Not so fast. Again, suppose that stealing is wrong and that God forbids stealing. And suppose that one now insists that the nature of the wrongness of stealing is simply God’s forbidding stealing. That is, as with all “values,” God is the author of the wrongness of stealing. Of course! It is not as though God had to consult a book or fact outside of Himself to understand this! He is subservient to nothing!
Let’s go with this. One implication of this view is that, had God forbidden, say, kindness, then being kind would be morally wrong. As it happens, God does not forbid kindness, but had He done so, then kindness would be wrong. That is, kindness easily could have been wrong, but, as it turns out, it is not wrong, since God does not forbid it.
This point is often expressed by saying that, if God is the author of morality, then what is moral or immoral is arbitrary—it only happens to be what it is; it could have been far otherwise.
Essentially, Plato made this point 2,400 years ago in his dialogue Euthyphro.
But wait! (you will say). God would never have forbidden kindness (or commanded cruelty), for God is good. Indeed, he is perfectly good.
Perhaps so, but one who embraces the view that morality is “whatever is commanded by God” is not entitled to make that point. Again, as thinkers, we must seek, among other things, a coherent set of beliefs. And if one contemplates the matter for a moment, one will realize that, if “rightness” is simply obedience to God’s commands, then goodness (i.e., consistently doing what is right) must boil down to consistently obeying God’s commands. Thus (given the “divine command” theory), to say that God is good is simply to say that God consistently lives by his own commands.
If so, then God’s goodness is pretty unimpressive. After all, even a genocidal murderer might consistently live in accordance with his commands. To be resolute is not impressive or admirable per se.
Note also that, if one says that God would never demand cruelty (or forbid kindness), one is portraying a universe in which there exists some standard outside of God that God adheres to. But the whole point of the divine command theory is to answer the question “What is the nature of morality?” If, now, we say that God is adhering to some standard outside of Himself (according to which he would never demand cruelty), then we have abandoned our theory in favor of its alternative: that morality is a standard that exists outside of God.
But, of course, the idea that morality is this kind of extra-Divine standard rubs hard against the notion of God as the Creator, as subservient to nothing.

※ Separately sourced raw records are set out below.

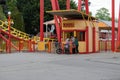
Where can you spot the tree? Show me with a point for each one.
(103, 14)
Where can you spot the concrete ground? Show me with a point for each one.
(45, 66)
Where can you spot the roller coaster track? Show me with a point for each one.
(14, 32)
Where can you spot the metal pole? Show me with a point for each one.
(113, 26)
(9, 37)
(79, 5)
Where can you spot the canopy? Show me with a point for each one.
(71, 14)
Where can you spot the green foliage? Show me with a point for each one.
(103, 14)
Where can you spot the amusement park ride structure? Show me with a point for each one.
(55, 7)
(21, 41)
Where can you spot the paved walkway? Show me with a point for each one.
(44, 66)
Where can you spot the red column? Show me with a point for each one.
(41, 19)
(87, 6)
(9, 35)
(113, 26)
(79, 5)
(87, 39)
(55, 6)
(94, 40)
(67, 4)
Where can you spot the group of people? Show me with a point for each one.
(73, 44)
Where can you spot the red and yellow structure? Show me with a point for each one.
(80, 25)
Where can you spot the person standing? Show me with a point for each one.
(76, 45)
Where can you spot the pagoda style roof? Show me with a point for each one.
(71, 14)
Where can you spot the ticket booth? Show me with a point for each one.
(82, 26)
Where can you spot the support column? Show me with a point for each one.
(87, 6)
(79, 5)
(87, 40)
(41, 19)
(113, 26)
(68, 4)
(94, 40)
(55, 6)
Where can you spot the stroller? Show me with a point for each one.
(66, 48)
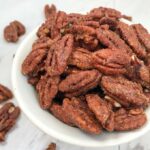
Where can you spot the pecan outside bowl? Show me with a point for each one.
(28, 101)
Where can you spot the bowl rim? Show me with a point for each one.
(41, 125)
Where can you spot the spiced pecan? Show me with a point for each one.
(111, 61)
(58, 55)
(98, 13)
(112, 40)
(32, 61)
(81, 117)
(84, 80)
(129, 119)
(126, 92)
(8, 116)
(129, 36)
(81, 58)
(50, 11)
(47, 88)
(51, 146)
(13, 31)
(59, 112)
(5, 93)
(101, 110)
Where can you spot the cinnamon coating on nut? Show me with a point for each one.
(91, 71)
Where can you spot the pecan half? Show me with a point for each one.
(126, 120)
(5, 93)
(58, 55)
(111, 40)
(13, 31)
(50, 11)
(101, 110)
(8, 116)
(126, 92)
(81, 58)
(81, 117)
(84, 80)
(59, 112)
(111, 61)
(32, 61)
(47, 88)
(128, 34)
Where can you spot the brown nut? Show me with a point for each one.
(127, 120)
(127, 93)
(5, 93)
(84, 80)
(47, 88)
(111, 61)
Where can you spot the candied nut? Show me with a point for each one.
(33, 80)
(111, 22)
(81, 58)
(58, 55)
(125, 92)
(101, 110)
(143, 35)
(32, 61)
(8, 116)
(51, 146)
(111, 61)
(81, 118)
(5, 93)
(13, 31)
(49, 11)
(128, 34)
(47, 88)
(111, 40)
(84, 80)
(113, 102)
(127, 120)
(59, 112)
(98, 13)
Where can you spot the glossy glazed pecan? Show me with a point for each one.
(129, 36)
(127, 93)
(13, 31)
(126, 120)
(111, 61)
(59, 112)
(32, 61)
(84, 80)
(8, 116)
(81, 58)
(81, 117)
(47, 88)
(101, 110)
(50, 11)
(5, 93)
(58, 55)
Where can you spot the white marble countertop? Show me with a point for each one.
(25, 135)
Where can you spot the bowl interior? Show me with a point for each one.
(28, 102)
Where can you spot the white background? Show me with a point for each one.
(26, 136)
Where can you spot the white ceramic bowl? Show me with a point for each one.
(27, 99)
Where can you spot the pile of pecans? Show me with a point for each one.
(91, 71)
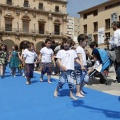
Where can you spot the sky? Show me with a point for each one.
(75, 6)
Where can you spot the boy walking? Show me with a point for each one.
(29, 57)
(46, 57)
(65, 58)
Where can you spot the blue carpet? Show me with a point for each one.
(19, 101)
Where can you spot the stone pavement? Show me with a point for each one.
(113, 89)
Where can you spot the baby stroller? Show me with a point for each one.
(105, 63)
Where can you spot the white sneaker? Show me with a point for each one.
(23, 74)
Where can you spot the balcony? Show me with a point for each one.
(9, 2)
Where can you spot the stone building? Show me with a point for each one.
(73, 27)
(96, 21)
(32, 20)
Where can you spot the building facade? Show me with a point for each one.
(32, 20)
(96, 21)
(73, 27)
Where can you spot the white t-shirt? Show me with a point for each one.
(46, 55)
(25, 50)
(115, 41)
(96, 64)
(67, 58)
(30, 56)
(80, 50)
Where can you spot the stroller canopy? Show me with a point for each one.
(103, 57)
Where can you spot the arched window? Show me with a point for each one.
(26, 21)
(8, 22)
(41, 26)
(57, 27)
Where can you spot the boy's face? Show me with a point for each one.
(31, 48)
(48, 44)
(84, 43)
(66, 46)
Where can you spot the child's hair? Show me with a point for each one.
(16, 47)
(47, 40)
(82, 37)
(96, 56)
(93, 44)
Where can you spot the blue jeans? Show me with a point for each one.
(78, 75)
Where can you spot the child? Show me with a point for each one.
(65, 58)
(46, 57)
(81, 75)
(96, 64)
(14, 59)
(3, 59)
(29, 57)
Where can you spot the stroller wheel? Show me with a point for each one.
(108, 82)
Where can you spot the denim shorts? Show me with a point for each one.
(78, 75)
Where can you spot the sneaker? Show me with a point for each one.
(41, 79)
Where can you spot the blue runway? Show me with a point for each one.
(19, 101)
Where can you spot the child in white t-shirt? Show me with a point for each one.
(46, 57)
(66, 58)
(29, 57)
(81, 75)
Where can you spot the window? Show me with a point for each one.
(95, 26)
(95, 38)
(41, 28)
(112, 5)
(40, 6)
(25, 26)
(107, 23)
(95, 12)
(107, 35)
(85, 16)
(56, 8)
(26, 3)
(57, 29)
(8, 25)
(85, 29)
(9, 2)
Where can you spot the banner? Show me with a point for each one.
(101, 35)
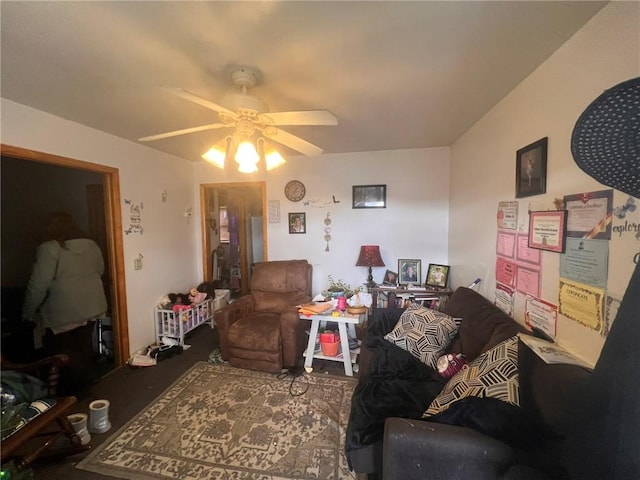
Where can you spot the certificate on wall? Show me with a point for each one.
(586, 261)
(508, 215)
(589, 214)
(505, 245)
(526, 254)
(504, 298)
(505, 271)
(581, 303)
(528, 281)
(547, 230)
(542, 315)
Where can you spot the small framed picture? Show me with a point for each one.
(390, 278)
(531, 169)
(369, 196)
(409, 271)
(274, 211)
(437, 276)
(297, 222)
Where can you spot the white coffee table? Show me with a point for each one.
(344, 321)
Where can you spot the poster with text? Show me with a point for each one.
(586, 261)
(505, 244)
(504, 298)
(528, 280)
(589, 214)
(542, 315)
(508, 215)
(526, 254)
(505, 271)
(582, 303)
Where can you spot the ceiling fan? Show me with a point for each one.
(248, 115)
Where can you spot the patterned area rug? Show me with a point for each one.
(218, 421)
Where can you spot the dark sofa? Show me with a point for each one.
(475, 438)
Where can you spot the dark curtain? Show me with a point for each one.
(605, 440)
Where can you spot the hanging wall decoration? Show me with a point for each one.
(327, 230)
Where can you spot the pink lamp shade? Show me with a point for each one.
(370, 257)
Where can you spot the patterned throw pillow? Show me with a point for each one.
(424, 333)
(493, 374)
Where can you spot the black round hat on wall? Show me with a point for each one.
(606, 138)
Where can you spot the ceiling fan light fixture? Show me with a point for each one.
(215, 156)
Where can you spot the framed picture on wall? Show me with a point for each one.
(297, 222)
(437, 276)
(409, 271)
(531, 169)
(369, 196)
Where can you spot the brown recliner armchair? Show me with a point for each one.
(262, 330)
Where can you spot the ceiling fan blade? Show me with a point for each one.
(192, 97)
(308, 117)
(184, 131)
(296, 143)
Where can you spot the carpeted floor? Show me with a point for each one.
(130, 390)
(217, 421)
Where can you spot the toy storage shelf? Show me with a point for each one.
(177, 324)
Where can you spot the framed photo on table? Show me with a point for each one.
(548, 230)
(531, 169)
(409, 271)
(437, 276)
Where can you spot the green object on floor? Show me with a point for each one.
(216, 356)
(11, 472)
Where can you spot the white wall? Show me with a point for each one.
(547, 104)
(414, 224)
(168, 242)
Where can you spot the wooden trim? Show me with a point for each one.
(113, 215)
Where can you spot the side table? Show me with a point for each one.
(345, 321)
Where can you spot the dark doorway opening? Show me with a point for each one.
(31, 189)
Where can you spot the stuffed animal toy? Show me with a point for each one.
(179, 298)
(165, 303)
(196, 297)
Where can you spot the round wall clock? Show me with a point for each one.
(295, 190)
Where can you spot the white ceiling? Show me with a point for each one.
(396, 74)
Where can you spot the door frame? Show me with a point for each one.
(115, 257)
(205, 222)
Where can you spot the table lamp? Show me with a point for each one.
(370, 257)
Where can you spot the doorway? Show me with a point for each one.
(234, 233)
(101, 200)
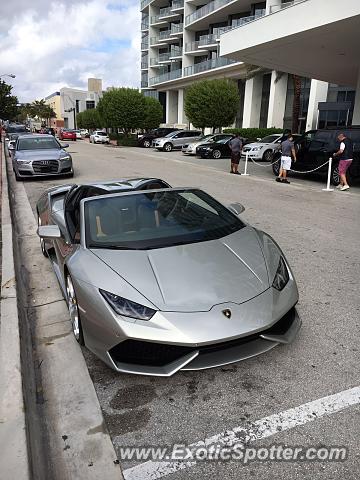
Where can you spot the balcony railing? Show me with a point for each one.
(176, 52)
(276, 8)
(144, 4)
(164, 57)
(166, 77)
(205, 10)
(208, 39)
(207, 65)
(145, 43)
(177, 4)
(177, 28)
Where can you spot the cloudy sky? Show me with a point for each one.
(50, 44)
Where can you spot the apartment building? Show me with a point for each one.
(186, 41)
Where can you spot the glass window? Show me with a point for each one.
(144, 221)
(39, 143)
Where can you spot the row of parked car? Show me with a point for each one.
(313, 147)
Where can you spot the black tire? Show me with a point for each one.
(268, 156)
(276, 166)
(335, 177)
(42, 241)
(74, 310)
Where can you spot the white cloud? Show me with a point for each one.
(50, 44)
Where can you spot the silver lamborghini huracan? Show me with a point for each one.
(160, 279)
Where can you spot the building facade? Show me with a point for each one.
(186, 41)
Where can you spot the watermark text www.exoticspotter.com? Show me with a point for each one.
(240, 453)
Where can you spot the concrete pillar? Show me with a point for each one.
(182, 120)
(171, 107)
(252, 102)
(356, 115)
(318, 93)
(277, 99)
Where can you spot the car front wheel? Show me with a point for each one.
(268, 156)
(74, 311)
(335, 176)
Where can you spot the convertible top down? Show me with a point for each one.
(159, 279)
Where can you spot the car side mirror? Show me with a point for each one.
(49, 231)
(236, 208)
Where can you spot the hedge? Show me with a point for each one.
(253, 133)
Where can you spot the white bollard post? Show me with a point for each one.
(328, 189)
(246, 160)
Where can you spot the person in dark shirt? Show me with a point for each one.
(235, 147)
(345, 154)
(287, 154)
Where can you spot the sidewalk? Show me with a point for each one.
(13, 445)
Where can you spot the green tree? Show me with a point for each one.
(89, 119)
(122, 108)
(8, 102)
(212, 103)
(153, 113)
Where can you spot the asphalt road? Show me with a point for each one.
(319, 233)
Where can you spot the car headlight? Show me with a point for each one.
(282, 276)
(126, 307)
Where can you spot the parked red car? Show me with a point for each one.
(67, 134)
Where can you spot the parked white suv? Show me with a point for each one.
(99, 137)
(176, 139)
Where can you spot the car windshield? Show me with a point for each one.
(270, 139)
(156, 219)
(38, 143)
(223, 140)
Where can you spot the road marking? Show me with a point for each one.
(263, 428)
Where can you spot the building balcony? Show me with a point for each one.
(177, 5)
(144, 4)
(207, 65)
(165, 77)
(175, 52)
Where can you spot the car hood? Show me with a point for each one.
(51, 154)
(194, 277)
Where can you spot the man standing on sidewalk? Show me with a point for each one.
(235, 146)
(345, 154)
(287, 151)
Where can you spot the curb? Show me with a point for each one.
(13, 444)
(67, 434)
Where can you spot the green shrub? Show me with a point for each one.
(251, 134)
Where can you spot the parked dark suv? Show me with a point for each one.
(146, 139)
(316, 146)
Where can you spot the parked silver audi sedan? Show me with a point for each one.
(40, 155)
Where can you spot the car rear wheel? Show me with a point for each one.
(42, 241)
(74, 311)
(268, 156)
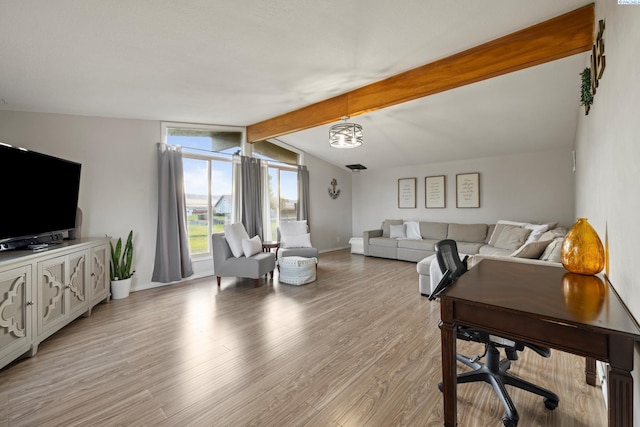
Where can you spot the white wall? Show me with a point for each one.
(529, 187)
(608, 157)
(330, 218)
(118, 188)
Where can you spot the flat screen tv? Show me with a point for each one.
(39, 195)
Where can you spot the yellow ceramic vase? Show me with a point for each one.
(582, 250)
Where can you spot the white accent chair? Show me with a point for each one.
(295, 240)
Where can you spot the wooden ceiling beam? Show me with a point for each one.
(556, 38)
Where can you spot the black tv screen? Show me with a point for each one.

The theist has a big problem. And so he/she might take refuge in the embrace of the divine command theory. But if he does that, then he embraces a conception of the universe according to which morality is arbitrary. It is what it is, but it could easily have been something utterly different, including something that would appall us. In an important sense, on the DC theory, morality is meaningless.
(Oh, Dennis, you blowhard, you!)
I often tell my students the tale of a society that embraces a morality that is carved upon impressive stone tablets long ago discovered in the “sacred forest”—tablets that now stand erect at the center of the Great City. (This is a Republican society.)
One day, some explorers who are wandering through that forest make a terrible discovery: they find another set of impressive tablets, then another, then another. They are very old. They seem to date back to the time of THE ancient tablets in the city center.
The problem is that each set of tablets contains an utterly different set of imperatives. For instance, one set commands that we be cruel at all times.
To understand the horror of this discovery—the terrible aspect of unhingement that it casts upon "our values"—is to understand the problem, for the theist, in embracing the divine command theory.
Some theists respond to this problem by simply embracing it. They do so at a great price, for, now, they embrace a world view according to which morality is arbitrary and God should be honored, not because He is good (remember: God’s goodness is mere self-consistency) but because—what? Because he can punish or reward us? Might makes right?
Understandably, some theists plunge themselves onto the other horn of the dilemma, rejecting the divine command theory. (They must now explain morality in some other way. For instance, following Immanuel Kant, they might argue that the commands of morality are actually the commands of reason. They might take the emotivists’ route, etc.) They do this at the price of diminishing the traditional notion that God is the Creator who is subservient to nothing.
That’s pretty bad, but what is the alternative?
In my view, for over two thousands years, the burden of proof is on the theist to explain his apparently groundless notions that both (1) morality is “what is commanded by God” and (2) morality is not merely “might makes right”; it is compelling in a way that allows it to be worthy of respect.
Good luck, my friends.
In the meantime, let's not tolerate the peculiar assumption that to be moral one must be religious.